Dans le temps que je m’instruisais ainsi avec Telliamed, un jésuite irlandais[7] déguisé en homme, d’ailleurs grand observateur, et ayant de bons microscopes, fit des anguilles avec de la farine de blé ergoté. On ne douta pas alors qu’on ne fît des hommes avec de la farine de bon froment. Aussitôt on créa des particules organiques qui composèrent des hommes. Pourquoi non ? Le grand géomètre Fatio[8] avait bien ressuscité des morts à Londres : on pouvait tout aussi aisément faire à Paris des vivants avec des particules organiques ; mais malheureusement les nouvelles anguilles de Needham ayant disparu, les nouveaux hommes disparurent aussi, et s’enfuirent chez les monades, qu’ils rencontrèrent dans le plein au milieu de la matière subtile, globuleuse et cannelée[9].

Ce n’est pas que ces créateurs de systèmes n’aient rendu de grands services à la physique ; à Dieu ne plaise que je méprise leurs travaux ! On les a comparés à des alchimistes qui, en faisant de l’or (qu’on ne fait point), ont trouvé de bons remèdes, ou du moins des choses très-curieuses. On peut être un homme d’un rare mérite, et se tromper sur la formation des animaux et sur la structure du globe.
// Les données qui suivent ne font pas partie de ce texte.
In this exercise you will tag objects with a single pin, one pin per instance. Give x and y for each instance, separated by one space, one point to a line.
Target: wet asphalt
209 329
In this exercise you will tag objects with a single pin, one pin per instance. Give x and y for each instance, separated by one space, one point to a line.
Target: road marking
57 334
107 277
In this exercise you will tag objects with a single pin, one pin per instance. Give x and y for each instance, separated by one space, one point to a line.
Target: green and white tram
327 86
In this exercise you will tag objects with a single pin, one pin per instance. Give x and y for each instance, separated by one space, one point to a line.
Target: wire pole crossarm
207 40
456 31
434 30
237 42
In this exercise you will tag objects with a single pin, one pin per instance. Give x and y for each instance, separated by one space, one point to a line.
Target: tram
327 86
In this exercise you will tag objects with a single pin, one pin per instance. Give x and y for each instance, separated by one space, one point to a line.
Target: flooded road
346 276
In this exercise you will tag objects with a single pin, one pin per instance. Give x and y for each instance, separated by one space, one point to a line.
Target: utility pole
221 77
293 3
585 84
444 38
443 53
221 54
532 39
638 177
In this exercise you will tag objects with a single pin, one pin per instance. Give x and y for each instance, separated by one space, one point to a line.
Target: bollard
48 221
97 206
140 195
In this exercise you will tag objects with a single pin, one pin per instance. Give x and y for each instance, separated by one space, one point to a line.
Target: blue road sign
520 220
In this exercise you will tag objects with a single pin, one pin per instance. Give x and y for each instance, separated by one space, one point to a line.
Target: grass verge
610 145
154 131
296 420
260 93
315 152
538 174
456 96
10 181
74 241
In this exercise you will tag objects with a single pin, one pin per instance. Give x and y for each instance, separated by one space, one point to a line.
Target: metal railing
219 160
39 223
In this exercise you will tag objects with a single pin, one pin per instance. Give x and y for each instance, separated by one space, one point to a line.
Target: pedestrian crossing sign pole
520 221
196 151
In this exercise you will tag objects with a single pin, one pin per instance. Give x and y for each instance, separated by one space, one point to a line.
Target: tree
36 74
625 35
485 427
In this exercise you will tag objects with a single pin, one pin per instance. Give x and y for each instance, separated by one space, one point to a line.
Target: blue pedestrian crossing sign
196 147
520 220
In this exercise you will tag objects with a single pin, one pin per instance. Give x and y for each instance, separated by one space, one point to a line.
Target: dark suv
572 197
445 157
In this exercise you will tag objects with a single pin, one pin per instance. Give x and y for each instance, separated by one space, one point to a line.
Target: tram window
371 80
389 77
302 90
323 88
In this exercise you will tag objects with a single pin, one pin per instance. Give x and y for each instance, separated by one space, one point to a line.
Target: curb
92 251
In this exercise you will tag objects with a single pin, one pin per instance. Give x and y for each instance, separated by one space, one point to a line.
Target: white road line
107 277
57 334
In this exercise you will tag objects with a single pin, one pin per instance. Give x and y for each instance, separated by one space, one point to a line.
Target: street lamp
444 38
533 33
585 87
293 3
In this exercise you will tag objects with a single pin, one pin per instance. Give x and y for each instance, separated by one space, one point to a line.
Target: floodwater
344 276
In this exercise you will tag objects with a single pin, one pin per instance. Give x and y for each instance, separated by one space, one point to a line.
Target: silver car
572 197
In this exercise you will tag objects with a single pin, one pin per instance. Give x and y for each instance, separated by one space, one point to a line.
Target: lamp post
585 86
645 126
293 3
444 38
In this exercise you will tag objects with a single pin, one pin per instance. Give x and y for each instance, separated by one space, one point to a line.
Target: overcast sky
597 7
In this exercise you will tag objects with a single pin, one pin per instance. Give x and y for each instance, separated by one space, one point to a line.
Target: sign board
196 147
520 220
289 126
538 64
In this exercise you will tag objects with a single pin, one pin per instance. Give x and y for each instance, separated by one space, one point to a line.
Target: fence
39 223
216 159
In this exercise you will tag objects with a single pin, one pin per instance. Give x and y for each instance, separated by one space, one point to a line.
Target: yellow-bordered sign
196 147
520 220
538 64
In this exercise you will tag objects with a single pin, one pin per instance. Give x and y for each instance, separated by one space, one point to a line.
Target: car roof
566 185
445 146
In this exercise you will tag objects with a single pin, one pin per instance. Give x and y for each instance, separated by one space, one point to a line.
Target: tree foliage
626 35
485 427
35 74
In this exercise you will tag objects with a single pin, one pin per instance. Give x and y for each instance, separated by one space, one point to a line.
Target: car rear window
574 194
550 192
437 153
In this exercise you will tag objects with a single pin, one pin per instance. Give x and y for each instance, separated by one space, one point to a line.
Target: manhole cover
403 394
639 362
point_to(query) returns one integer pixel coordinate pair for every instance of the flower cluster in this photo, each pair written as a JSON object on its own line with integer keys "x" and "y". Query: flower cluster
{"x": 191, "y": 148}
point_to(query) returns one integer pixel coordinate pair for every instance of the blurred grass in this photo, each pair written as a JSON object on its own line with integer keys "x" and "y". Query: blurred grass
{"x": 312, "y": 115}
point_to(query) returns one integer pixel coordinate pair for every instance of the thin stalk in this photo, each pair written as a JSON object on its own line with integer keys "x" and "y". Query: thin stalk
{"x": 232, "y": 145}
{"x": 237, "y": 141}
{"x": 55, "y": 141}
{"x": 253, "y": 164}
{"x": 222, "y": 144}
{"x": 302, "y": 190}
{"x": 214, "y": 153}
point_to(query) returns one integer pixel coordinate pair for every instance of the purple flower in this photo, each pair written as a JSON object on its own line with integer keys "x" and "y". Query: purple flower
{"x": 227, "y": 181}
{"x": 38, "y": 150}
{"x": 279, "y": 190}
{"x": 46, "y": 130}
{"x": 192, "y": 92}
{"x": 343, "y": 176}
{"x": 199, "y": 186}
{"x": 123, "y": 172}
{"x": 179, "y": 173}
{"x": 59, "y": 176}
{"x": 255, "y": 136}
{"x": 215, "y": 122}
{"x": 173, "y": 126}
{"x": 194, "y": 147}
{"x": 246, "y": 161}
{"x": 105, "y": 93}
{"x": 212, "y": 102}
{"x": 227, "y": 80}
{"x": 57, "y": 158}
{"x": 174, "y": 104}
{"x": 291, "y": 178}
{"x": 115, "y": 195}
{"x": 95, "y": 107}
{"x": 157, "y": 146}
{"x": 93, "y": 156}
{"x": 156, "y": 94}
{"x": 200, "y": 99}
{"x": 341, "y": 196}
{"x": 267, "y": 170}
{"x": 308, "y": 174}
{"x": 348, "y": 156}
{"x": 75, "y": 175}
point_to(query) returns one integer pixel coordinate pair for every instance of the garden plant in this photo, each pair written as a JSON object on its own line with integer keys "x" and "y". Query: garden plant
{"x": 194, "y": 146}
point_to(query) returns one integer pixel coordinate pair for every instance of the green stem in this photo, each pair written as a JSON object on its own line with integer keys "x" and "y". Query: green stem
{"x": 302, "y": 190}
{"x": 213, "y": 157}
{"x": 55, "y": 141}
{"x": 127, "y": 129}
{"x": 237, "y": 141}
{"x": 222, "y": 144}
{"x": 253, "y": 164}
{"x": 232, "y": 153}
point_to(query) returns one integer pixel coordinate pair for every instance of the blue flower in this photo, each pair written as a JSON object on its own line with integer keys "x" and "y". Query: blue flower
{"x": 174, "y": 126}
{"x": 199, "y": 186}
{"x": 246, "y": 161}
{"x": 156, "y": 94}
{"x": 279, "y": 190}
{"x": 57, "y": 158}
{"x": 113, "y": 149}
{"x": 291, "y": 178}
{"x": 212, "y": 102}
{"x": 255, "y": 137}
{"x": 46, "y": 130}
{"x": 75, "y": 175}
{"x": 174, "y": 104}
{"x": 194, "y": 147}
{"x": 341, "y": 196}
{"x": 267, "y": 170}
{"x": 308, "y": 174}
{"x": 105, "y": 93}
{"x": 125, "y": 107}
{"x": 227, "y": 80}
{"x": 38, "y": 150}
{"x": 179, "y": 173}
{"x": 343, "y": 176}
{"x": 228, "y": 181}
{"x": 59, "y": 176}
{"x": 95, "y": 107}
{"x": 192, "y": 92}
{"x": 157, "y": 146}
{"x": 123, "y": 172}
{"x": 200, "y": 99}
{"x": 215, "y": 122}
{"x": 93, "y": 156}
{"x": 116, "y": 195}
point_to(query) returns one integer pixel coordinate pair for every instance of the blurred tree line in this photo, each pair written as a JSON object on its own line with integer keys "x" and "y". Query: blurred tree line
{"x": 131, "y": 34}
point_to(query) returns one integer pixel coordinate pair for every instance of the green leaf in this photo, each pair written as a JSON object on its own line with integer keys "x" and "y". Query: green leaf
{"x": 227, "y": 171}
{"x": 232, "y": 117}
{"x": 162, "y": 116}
Les poissons changés en hommes, et les eaux changées en montagnes, ne m’avaient pas fait autant de mal que M. Boudet. Je me bornais tranquillement à douter, lorsqu’un Lapon[10] me prit sous sa protection. C’était un profond philosophe, mais qui ne pardonnait jamais aux gens qui n’étaient pas de son avis. Il me fit d’abord connaître clairement l’avenir en exaltant mon âme. Je fis de si prodigieux efforts d’exaltation que j’en tombai malade ; mais il me guérit en m’enduisant de poix-résine de la tête aux pieds. À peine fus-je en état de marcher qu’il me proposa un voyage aux terres australes pour y disséquer des têtes de géants, ce qui nous ferait connaître clairement la nature de l’âme. Je ne pouvais supporter la mer ; il eut la bonté de me mener par terre. Il fit creuser un grand trou dans le globe terraqué : ce trou allait droit chez les Patagons. Nous partîmes ; je me cassai une jambe à l’entrée du trou ; on eut beaucoup de peine à me redresser la jambe : il s’y forma un calus qui m’a beaucoup soulagé.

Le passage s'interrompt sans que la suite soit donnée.